Binding and uptake of native and modified low-density lipoproteins by human hepatocytes in primary culture
Article first published online: 6 DEC 2005
Copyright © 1989 American Association for the Study of Liver Diseases
Volume 10, Issue 1, pages 56–60, July 1989
How to Cite
Babaev, V. R., Kosykh, V. A., Tsibulsky, V. P., Ivanov, V. O., Repin, V. S. and Smirnov, V. N. (1989), Binding and uptake of native and modified low-density lipoproteins by human hepatocytes in primary culture.
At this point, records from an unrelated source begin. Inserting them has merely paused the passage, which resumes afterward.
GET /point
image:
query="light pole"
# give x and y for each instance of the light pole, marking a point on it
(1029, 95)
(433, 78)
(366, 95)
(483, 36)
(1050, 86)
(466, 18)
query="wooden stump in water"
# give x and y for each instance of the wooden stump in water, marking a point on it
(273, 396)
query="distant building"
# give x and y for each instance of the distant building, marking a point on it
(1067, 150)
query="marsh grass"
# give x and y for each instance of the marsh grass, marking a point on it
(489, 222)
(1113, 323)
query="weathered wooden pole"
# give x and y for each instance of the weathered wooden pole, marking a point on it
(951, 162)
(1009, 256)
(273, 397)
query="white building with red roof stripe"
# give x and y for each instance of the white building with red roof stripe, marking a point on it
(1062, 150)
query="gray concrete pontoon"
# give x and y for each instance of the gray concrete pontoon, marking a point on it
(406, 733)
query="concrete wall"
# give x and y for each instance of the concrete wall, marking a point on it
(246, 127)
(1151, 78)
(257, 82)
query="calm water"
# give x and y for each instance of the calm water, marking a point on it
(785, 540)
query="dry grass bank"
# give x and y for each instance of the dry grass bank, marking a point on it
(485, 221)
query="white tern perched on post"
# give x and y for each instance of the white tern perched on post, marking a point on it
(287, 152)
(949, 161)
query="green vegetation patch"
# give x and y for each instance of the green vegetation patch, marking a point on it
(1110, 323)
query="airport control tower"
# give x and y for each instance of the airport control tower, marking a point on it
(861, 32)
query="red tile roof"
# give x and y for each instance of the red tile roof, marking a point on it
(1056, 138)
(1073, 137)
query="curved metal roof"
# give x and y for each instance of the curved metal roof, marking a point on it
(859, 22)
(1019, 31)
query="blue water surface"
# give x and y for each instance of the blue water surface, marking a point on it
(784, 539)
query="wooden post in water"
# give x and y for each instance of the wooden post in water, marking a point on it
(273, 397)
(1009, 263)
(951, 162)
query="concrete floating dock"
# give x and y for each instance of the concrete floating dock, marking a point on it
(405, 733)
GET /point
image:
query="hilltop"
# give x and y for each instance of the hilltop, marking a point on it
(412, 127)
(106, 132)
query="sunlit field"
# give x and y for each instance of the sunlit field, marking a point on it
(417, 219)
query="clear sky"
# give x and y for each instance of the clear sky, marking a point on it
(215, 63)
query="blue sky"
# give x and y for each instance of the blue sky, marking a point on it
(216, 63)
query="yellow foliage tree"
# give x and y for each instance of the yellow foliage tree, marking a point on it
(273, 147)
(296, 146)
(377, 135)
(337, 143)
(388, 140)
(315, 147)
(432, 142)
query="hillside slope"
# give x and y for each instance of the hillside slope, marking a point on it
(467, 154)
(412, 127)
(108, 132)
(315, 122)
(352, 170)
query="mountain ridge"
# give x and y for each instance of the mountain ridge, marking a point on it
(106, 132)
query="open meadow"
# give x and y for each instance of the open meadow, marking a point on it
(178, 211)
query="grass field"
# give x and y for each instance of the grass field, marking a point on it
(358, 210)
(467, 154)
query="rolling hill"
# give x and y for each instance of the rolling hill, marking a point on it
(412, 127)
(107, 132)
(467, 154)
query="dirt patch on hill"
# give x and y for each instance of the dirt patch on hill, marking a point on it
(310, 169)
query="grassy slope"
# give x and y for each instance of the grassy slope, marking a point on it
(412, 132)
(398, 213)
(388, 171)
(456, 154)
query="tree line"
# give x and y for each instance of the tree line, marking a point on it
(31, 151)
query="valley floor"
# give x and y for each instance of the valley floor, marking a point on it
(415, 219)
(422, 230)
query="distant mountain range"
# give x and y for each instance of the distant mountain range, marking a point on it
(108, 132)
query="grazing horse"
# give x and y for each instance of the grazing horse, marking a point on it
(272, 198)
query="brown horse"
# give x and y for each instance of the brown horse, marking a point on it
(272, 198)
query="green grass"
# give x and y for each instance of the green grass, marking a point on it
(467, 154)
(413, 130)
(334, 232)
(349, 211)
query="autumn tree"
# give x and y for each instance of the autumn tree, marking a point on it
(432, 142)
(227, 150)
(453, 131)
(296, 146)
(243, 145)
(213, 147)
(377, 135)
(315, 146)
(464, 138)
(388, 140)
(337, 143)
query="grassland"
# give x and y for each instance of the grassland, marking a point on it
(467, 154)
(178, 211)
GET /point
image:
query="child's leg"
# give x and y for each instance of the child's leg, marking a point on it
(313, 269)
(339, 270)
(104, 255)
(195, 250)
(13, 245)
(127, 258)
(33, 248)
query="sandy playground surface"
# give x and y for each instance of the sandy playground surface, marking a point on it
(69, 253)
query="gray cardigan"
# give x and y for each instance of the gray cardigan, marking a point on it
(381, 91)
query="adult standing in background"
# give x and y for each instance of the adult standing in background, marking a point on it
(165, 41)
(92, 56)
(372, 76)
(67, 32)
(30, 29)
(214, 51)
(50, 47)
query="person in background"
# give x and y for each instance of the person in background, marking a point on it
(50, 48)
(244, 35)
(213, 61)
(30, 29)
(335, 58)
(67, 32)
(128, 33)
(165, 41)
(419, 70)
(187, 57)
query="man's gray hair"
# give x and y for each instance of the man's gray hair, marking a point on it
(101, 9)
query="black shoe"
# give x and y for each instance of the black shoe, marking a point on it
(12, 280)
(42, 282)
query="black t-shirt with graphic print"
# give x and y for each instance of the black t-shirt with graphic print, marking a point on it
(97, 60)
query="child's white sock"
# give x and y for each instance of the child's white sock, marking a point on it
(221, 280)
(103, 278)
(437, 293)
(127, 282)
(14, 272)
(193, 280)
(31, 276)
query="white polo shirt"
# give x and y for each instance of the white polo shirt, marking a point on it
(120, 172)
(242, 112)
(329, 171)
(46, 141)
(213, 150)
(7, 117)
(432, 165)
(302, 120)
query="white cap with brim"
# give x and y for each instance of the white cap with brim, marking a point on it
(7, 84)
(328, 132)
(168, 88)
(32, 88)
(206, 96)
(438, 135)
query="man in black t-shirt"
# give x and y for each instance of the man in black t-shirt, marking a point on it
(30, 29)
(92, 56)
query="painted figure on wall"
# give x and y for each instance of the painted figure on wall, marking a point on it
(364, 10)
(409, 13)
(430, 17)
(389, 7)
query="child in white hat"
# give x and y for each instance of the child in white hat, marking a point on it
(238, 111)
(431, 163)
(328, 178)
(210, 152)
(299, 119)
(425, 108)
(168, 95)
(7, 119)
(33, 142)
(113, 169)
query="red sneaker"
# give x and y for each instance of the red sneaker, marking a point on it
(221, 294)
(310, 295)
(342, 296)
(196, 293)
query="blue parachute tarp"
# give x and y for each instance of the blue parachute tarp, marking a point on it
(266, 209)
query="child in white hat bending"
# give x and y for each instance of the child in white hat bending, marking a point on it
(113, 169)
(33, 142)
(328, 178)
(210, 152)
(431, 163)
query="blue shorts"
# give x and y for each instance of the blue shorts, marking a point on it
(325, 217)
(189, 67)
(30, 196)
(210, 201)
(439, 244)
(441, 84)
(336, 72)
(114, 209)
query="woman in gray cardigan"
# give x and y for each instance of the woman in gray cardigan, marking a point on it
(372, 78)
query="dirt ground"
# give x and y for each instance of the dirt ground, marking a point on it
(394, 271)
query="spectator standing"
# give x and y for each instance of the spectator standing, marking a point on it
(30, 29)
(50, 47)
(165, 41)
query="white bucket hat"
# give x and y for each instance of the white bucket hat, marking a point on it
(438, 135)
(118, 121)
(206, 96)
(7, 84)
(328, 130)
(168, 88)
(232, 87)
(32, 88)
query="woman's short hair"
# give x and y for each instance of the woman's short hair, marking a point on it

Hepatology, 10: 56–60. doi: 10.1002/hep.1840100112
- Issue published online: 6 DEC 2005
- Article first published online: 6 DEC 2005
- Manuscript Accepted: 8 DEC 1988
- Manuscript Received: 2 JUN 1986
The binding and uptake of native low-density lipoproteins and malondialdehyde-treated low density lipoproteins by human hepatocytes in primary culture has been analyzed. Experiments with 125I-labeled malondialdehyde-treated low-density lipoproteins showed that cultured liver cells took up and degraded malondialdehyde-treated low-density lipoproteins, but the cell type(s) responsible for this action remain unclear. Immunofluorescent visualization of receptor-bound low-density lipoproteins revealed that low-density lipoprotein binding sites were distributed on the surface of nearly all cells of the culture. Binding sites for malondialdehyde-treated low-density lipoproteins were found in only 5% of the cultured cells, and these cells differed from hepatocytes in shape and size. Cultured hepatocytes internalized and native low-density lipoproteins, but not malondialdehyde-treated low-density lipoproteins, labeled with the fluorescent dye 3′,3′-dioctadecylindocarbocyanine. About 15% of the cells that take up 3′,3′-dioctadecylindocarbocyanine-labeled malondialdehyde-treated low-density lipoproteins could be identified as liver endothelial cells and macrophages, since they internalized formaldehyde-treated human albumin and fluorescent carboxylated microspheres.
Our results indicate that human hepatocytes in primary culture express surface receptors for native low-density lipoproteins but not for modified low-density lipoproteins.